Artificial Intelligence and Machine Learning (EE501)
This course introduces students to the fundamental concepts of artificial intelligence, including neural networks, deep learning architectures, computer vision, and natural language processing. Through hands-on labs and projects, students will implement AI models using frameworks like TensorFlow and PyTorch.
Wireless Communication (EE502)
Focusing on modern wireless communication techniques, this course covers cellular networks, satellite communications, and emerging technologies such as 5G and beyond. Students will explore modulation schemes, error correction codes, and network protocols in practical scenarios.
Internet of Things (IoT) (EE503)
This elective explores the architecture, protocols, and applications of IoT systems. Students will learn about sensor networks, embedded programming, cloud integration, and security aspects of connected devices.
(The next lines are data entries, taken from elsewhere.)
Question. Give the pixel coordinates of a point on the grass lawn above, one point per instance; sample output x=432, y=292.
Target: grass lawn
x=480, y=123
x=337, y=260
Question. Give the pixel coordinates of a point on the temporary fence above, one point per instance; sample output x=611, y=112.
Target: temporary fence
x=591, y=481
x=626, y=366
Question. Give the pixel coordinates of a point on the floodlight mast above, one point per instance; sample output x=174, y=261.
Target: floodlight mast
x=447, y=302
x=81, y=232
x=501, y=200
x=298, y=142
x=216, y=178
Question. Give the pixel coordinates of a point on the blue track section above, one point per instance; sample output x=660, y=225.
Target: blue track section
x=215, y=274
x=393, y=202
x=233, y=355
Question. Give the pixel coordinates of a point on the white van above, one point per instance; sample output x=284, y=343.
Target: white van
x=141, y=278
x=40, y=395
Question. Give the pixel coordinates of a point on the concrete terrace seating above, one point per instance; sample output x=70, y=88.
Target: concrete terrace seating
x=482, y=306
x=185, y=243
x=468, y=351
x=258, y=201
Practical implementation includes building IoT-based solutions using platforms like Arduino and Raspberry Pi.
Advanced Signal Processing (EE504)
This course builds upon foundational signal processing knowledge by introducing advanced techniques such as adaptive filtering, wavelet transforms, spectral estimation, and multirate systems. Students will apply these methods to real-world signals from biomedical, audio, and radar applications.
Smart Grid Technologies (EE505)
Students will examine the evolution of power grids into smart networks capable of integrating renewable sources, managing demand response, and enhancing reliability. Topics include grid stability analysis, smart metering, energy management systems, and regulatory frameworks.
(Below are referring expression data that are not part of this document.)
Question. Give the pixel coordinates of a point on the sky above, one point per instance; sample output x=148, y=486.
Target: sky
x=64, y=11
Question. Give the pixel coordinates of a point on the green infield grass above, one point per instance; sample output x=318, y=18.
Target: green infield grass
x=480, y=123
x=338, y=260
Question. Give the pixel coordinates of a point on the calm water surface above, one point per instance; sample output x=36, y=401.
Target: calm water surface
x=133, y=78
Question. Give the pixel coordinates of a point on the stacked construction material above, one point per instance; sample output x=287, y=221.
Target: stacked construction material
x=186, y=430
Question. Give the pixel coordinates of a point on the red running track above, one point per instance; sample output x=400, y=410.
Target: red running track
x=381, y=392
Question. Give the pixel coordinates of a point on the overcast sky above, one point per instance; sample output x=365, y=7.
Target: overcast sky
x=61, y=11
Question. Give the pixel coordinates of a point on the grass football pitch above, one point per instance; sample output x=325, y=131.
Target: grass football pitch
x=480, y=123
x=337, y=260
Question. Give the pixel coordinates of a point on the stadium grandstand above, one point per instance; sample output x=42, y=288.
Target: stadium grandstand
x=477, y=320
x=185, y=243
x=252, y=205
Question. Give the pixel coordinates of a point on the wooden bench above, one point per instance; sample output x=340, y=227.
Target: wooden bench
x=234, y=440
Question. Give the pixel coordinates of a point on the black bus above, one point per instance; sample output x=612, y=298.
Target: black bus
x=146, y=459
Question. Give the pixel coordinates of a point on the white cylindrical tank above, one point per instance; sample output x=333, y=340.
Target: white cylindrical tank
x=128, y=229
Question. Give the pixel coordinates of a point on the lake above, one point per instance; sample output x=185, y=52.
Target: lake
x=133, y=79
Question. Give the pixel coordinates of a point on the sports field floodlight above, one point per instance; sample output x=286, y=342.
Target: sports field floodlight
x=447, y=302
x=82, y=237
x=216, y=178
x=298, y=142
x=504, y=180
Energy Storage Systems (EE506)
This course focuses on the design and implementation of energy storage technologies for applications in transportation, utilities, and distributed generation. Students will study battery chemistry, supercapacitors, flywheels, and emerging storage solutions.
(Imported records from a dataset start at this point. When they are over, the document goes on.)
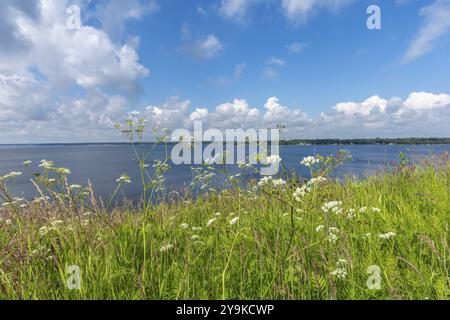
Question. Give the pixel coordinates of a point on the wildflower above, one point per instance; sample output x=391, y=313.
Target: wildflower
x=340, y=273
x=43, y=231
x=317, y=180
x=63, y=171
x=12, y=175
x=332, y=234
x=45, y=164
x=57, y=223
x=234, y=221
x=387, y=236
x=27, y=163
x=124, y=179
x=266, y=181
x=310, y=161
x=210, y=222
x=273, y=159
x=166, y=247
x=333, y=207
x=351, y=213
x=320, y=228
x=342, y=262
x=300, y=193
x=41, y=199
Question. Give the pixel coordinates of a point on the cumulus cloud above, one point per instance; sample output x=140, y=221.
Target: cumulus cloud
x=114, y=14
x=298, y=11
x=208, y=47
x=436, y=24
x=296, y=47
x=420, y=114
x=46, y=62
x=236, y=10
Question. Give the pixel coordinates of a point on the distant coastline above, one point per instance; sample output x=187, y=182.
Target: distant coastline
x=371, y=141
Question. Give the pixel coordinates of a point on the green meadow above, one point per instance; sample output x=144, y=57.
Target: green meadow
x=384, y=237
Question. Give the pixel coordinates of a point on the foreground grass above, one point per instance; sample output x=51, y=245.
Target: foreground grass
x=258, y=245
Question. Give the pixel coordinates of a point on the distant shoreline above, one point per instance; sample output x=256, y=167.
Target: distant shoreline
x=323, y=142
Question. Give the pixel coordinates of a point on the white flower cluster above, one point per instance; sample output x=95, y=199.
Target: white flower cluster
x=333, y=234
x=310, y=161
x=234, y=221
x=166, y=247
x=333, y=207
x=11, y=175
x=387, y=236
x=269, y=181
x=341, y=271
x=273, y=159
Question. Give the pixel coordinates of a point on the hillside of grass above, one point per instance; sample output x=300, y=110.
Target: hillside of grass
x=386, y=237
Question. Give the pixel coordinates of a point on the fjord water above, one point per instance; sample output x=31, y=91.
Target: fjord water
x=103, y=164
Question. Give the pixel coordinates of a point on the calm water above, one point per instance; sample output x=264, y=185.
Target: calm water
x=103, y=164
Project-Based Learning Philosophy
At Institute Of Advanced Research Gandhinagar, project-based learning is central to the educational experience. It encourages students to apply theoretical knowledge in real-world settings, fostering creativity, collaboration, and critical thinking skills.
Mini Projects (Semesters VII & VIII)
Students undertake two mini projects during their final two semesters, each lasting approximately 12 weeks. These projects are selected based on student interest and faculty expertise. Students receive guidance from assigned mentors throughout the project lifecycle, from initial idea development to final presentation.
Final-Year Thesis/Capstone Project
The capstone project is a comprehensive research endeavor that integrates knowledge from all previous semesters. Students propose projects aligned with their specialization, conduct independent research, and present findings in a formal thesis and defense.
Evaluation Criteria
Projects are evaluated based on technical depth, innovation, presentation quality, and team collaboration. Regular progress reports, milestone reviews, and final presentations ensure continuous improvement and accountability.